Network Working Group | S. Vinapamula |
Internet-Draft | Juniper Networks |
Intended status: Informational | S. Sivakumar |
Expires: September 5, 2015 | Cisco Systems |
M. Boucadair | |
France Telecom | |
T. Reddy | |
Cisco | |
March 4, 2015 |
Application-Initiated Flow High Availability Awareness through PCP
draft-vinapamula-flow-ha-09
This document specifies a mechanism for a host to signal via Port Control Protocol (PCP) which connections should be protected against network failures. These connections will be elected to be subject to high availability mechanisms enabled at the network side.
This approach assumes that applications/users have more visibility about sensitive connections rather than any heuristic that can be enabled at the network side to guess which connections should be check-pointed.

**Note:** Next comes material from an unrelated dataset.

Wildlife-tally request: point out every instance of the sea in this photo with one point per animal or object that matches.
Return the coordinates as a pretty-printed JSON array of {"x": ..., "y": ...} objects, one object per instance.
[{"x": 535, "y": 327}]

The key words "MUST", "MUST NOT", "REQUIRED", "SHALL", "SHALL NOT", "SHOULD", "SHOULD NOT", "RECOMMENDED", "MAY", and "OPTIONAL" in this document are to be interpreted as described in RFC 2119 [RFC2119].
This Internet-Draft is submitted in full conformance with the provisions of BCP 78 and BCP 79.
Internet-Drafts are working documents of the Internet Engineering Task Force (IETF). Note that other groups may also distribute working documents as Internet-Drafts. The list of current Internet-Drafts is at http://datatracker.ietf.org/drafts/current/.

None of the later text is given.